One patient administered GLYXAMBI experienced a confirmed (investigator-defined), major hypoglycaemic event (defined as an event requiring assistance) in the active- or placebo-controlled trials (overall frequency 0.1 %).
Based on the experience with empagliflozin and linagliptin, an increase of the risk of hypoglycaemia is expected with the concomitant treatment of insulin and/or sulphonylurea (see Precautions and information as follows).
Hypoglycaemia with empagliflozin: The frequency of hypoglycaemia depended on the background therapy in the respective studies and was similar for empagliflozin and placebo as monotherapy, as add-on to metformin, and as add-on to pioglitazone +/- metformin.

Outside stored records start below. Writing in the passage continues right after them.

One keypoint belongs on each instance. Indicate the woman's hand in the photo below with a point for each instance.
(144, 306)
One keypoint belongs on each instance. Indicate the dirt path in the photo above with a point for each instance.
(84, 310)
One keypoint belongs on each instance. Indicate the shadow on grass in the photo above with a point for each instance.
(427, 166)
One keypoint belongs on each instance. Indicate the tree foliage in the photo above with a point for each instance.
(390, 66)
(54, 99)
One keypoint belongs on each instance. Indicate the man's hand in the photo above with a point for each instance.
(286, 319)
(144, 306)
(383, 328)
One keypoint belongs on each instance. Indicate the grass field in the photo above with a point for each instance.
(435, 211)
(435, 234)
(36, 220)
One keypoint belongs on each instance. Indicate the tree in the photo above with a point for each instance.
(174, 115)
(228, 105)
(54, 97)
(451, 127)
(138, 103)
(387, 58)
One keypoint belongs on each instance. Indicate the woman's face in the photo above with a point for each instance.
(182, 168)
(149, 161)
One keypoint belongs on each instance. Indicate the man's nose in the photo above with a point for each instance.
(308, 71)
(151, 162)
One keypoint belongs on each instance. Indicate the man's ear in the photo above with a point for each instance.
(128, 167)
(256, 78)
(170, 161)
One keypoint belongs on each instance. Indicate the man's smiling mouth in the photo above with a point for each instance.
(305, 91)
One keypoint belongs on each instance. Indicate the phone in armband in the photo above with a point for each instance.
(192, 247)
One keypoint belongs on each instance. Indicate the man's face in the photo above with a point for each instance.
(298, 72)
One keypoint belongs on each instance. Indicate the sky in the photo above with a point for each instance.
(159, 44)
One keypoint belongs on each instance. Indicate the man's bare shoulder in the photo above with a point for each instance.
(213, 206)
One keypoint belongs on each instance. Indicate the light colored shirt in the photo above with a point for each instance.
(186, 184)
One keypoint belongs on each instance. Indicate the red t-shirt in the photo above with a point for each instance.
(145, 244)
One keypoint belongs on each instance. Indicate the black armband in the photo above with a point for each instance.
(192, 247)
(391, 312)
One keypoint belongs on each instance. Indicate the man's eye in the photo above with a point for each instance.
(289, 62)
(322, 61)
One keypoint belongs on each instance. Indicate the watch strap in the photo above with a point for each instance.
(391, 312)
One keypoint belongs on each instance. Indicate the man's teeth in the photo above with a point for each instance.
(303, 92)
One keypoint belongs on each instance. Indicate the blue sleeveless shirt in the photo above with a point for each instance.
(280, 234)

The frequency of patients with hypoglycaemia was increased in patients treated with empagliflozin compared to placebo when given as add-on to metformin plus sulphonylurea (empagliflozin 10 mg: 16.1 %, empagliflozin 25 mg: 11.5 %, placebo: 8.4 %), add-on to basal insulin +/- metformin and +/-sulphonylurea (empagliflozin 10 mg: 19.5 %, empagliflozin 25 mg: 28.4 %, placebo: 20.6 % during initial 18 weeks treatment when insulin could not be adjusted; empagliflozin 10 mg and 25 mg: 36.1 %, placebo 35.3 % over the 78 week trial), and add-on to MDI insulin with or without metformin (empagliflozin 10 mg: 39.8 %, empagliflozin 25 mg: 41.3 %, placebo: 37.2 % during initial 18 weeks treatment when insulin could not be adjusted; empagliflozin 10 mg: 51.1 %, empagliflozin 25 mg: 57.7 %, placebo: 58 % over the 52-week trial).
Major hypoglycaemia with empagliflozin (events requiring assistance): The frequency of patients with major hypoglycaemic events was low (< 1 %) and similar for empagliflozin and placebo as monotherapy, as add-on to metformin +/- sulphonylurea, and as add-on to pioglitazone +/- metformin.
The frequency of patients with major hypoglycaemic events was increased in patients treated with empagliflozin compared to placebo when given as add-on to basal insulin +/- metformin and +/- sulphonylurea (empagliflozin 10 mg: 0 %, empagliflozin 25 mg: 1.3 %, placebo: 0 % during initial 18 weeks treatment when insulin could not be adjusted; empagliflozin 10 mg: 0 %, empagliflozin 25 mg: 1.3 %, placebo 0 % over the 78-week trial), and add-on to MDI insulin with or without metformin (empagliflozin 10 mg: 1.6 %, empagliflozin 25 mg: 0.5 %, placebo: 1.6 % during initial 18 weeks treatment when insulin could not be adjusted and over the 52-week trial).
Hypoglycaemia with linagliptin: The most frequently reported adverse event in clinical trials with linagliptin was hypoglycaemia observed under the triple combination, linagliptin plus metformin plus sulphonylurea (22.9 % vs 14.8 % in placebo).
Hypoglycaemias in the placebo-controlled studies (10.9 %; N=471) were mild (80 %; N=384), moderate (16.6 %; N=78) or severe (1.9 %; N=9) in intensity.
Urinary tract infection: In clinical trials with GLYXAMBI, there was no notable difference of the frequency of urinary tract infections in patients treated with GLYXAMBI (GLYXAMBI 25 mg/5 mg: 8.5 %; GLYXAMBI 10 mg/5 mg: 7.5 %) compared to the patients treated with empagliflozin and linagliptin. The frequencies have been comparable to those reported from the empagliflozin clinical trials (see also Precautions).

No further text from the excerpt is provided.